A Universe of Sorts

§ Elementary probability theory (TODO)

I've never learnt elementary probability theory "correctly". This is me attempting to fix it.

§ Defn: Sample space

set of all possible outcomes / things that could happen.

§ Defn: Outcome / Sample point / atomic event

An outcome consists of all the information about the experiment after it has been performed including the values of all random choices.

§ NOTE: Keeping straight event v/s outcome

It's easy to get confused between 'event' and 'outcome' (linguistically). I personally remember that one of them is the element of the sample space and another the subsets, but I can't remember which is which. Here's how I recall which is which:

every experiment has an outcome . We write an outcome section when we
write a lab manual/lab record for a given experiment.

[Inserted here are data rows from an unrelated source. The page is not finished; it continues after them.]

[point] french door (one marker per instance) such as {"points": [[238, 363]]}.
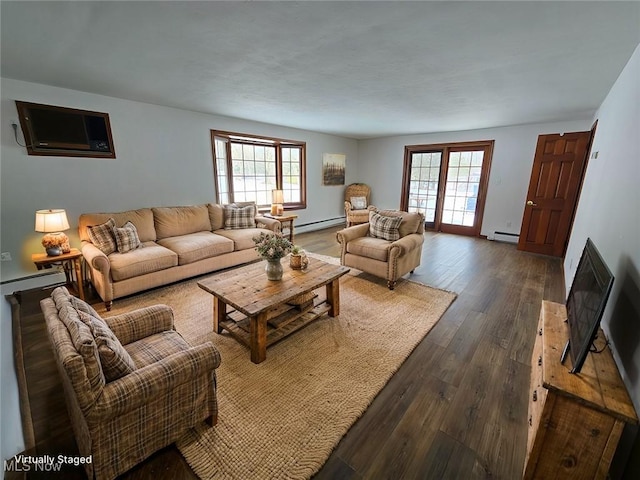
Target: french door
{"points": [[447, 183]]}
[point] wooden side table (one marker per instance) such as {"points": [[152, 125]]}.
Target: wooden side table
{"points": [[286, 221], [71, 263]]}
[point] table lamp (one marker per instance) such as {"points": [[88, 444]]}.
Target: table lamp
{"points": [[52, 223], [277, 200]]}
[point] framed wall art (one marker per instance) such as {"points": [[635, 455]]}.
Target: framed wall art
{"points": [[333, 168]]}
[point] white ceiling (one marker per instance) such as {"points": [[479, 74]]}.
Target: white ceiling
{"points": [[356, 69]]}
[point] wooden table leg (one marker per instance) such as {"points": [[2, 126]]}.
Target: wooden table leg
{"points": [[258, 337], [333, 297], [219, 314], [77, 263]]}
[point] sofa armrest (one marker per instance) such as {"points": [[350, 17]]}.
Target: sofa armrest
{"points": [[269, 223], [96, 258], [406, 244], [345, 235], [152, 381], [141, 323]]}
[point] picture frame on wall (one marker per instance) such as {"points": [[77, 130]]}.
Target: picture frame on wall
{"points": [[333, 168]]}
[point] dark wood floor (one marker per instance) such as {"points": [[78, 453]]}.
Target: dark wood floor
{"points": [[457, 407]]}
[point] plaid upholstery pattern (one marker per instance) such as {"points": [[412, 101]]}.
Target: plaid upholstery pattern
{"points": [[85, 345], [138, 324], [387, 228], [145, 410], [236, 217], [102, 236], [81, 305], [115, 360], [127, 237], [359, 203]]}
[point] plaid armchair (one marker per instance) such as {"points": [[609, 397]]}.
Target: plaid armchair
{"points": [[388, 246], [132, 384]]}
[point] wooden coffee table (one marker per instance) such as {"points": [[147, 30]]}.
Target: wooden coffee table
{"points": [[258, 312]]}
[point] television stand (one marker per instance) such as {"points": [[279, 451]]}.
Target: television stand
{"points": [[575, 419]]}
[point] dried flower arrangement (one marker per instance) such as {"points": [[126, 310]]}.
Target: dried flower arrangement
{"points": [[272, 247]]}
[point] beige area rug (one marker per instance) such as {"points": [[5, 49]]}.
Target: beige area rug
{"points": [[282, 418]]}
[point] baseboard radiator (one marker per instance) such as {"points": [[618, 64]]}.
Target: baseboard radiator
{"points": [[505, 237]]}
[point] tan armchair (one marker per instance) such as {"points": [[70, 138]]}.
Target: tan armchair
{"points": [[356, 212], [132, 384], [386, 258]]}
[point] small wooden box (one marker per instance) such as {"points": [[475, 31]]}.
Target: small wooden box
{"points": [[575, 420]]}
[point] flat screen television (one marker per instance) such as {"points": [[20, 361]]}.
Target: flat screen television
{"points": [[52, 130], [587, 299]]}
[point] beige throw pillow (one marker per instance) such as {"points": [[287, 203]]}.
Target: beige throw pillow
{"points": [[103, 237], [127, 237]]}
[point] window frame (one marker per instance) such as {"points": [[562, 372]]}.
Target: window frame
{"points": [[258, 140], [447, 149]]}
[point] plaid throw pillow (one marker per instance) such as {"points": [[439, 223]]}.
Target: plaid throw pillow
{"points": [[359, 203], [115, 360], [383, 227], [236, 217], [102, 236], [127, 237]]}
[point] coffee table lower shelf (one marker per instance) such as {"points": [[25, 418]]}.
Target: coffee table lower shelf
{"points": [[282, 321]]}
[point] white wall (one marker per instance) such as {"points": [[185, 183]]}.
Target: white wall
{"points": [[382, 162], [609, 213], [163, 158]]}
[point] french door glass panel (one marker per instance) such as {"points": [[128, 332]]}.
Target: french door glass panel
{"points": [[445, 185], [423, 188], [462, 186]]}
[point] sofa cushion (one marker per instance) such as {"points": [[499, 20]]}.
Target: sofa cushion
{"points": [[127, 237], [141, 218], [85, 345], [155, 347], [115, 360], [216, 216], [381, 226], [176, 221], [197, 246], [236, 216], [103, 236], [370, 247], [243, 238], [359, 203], [151, 258]]}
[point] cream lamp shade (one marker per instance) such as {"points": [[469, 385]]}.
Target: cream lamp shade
{"points": [[277, 200], [52, 223]]}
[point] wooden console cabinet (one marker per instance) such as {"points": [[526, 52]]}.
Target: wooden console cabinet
{"points": [[575, 420]]}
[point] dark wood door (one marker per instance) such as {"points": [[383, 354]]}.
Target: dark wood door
{"points": [[556, 177]]}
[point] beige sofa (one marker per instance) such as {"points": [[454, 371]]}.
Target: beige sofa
{"points": [[367, 249], [175, 243]]}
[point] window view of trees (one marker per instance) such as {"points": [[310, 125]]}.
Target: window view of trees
{"points": [[247, 169]]}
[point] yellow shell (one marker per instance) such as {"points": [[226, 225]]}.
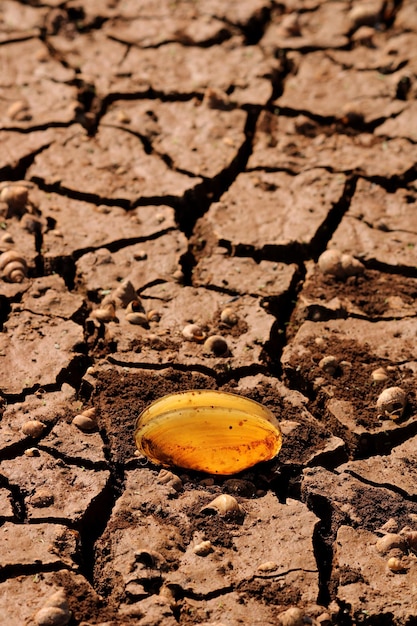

Now, we when perform an expriment, or something random happens, sometimes, the result (ie, the outcome) can be eventful ; it's not linguistically right to say that some events can be outcomeful .
So, an event is a predicate over the set of outcomes; event: outcome -> bool. This is the same as being a subset of outcomes (the event is identified with the set of outcomes it considers eventful), so we have event ~= 2^outcomes.

§ Example: Monty hall

An outcome of the monty hall game when the the contestant switches consists of:

the box with the prize.
the box chosen by the contestant.
the box that was revealed.

Once we know the three things, we know everything that happened.
For example, the sample point

(2, 1, 3)

the prize is in box 2
the player first picks box 1
the assistant, Carol, reveals box 3.
The contestant wins, because we're assuming the player switches. Hnce, they will switch from their initial choice of (1) to (2).

Note that not all 3-tuples correspond to sample points. For example,

$(1, 2, 1)$ is not a sample point, because we can't reveal the box with the prize.
$(2, 1, 1)$ is not a sample point, because we can't reveal the box the player chose.
$(1, 1, 2), (1, 1, 3)$ is OK. The player chooses the correct box, carol reveals some box, and then the player switches.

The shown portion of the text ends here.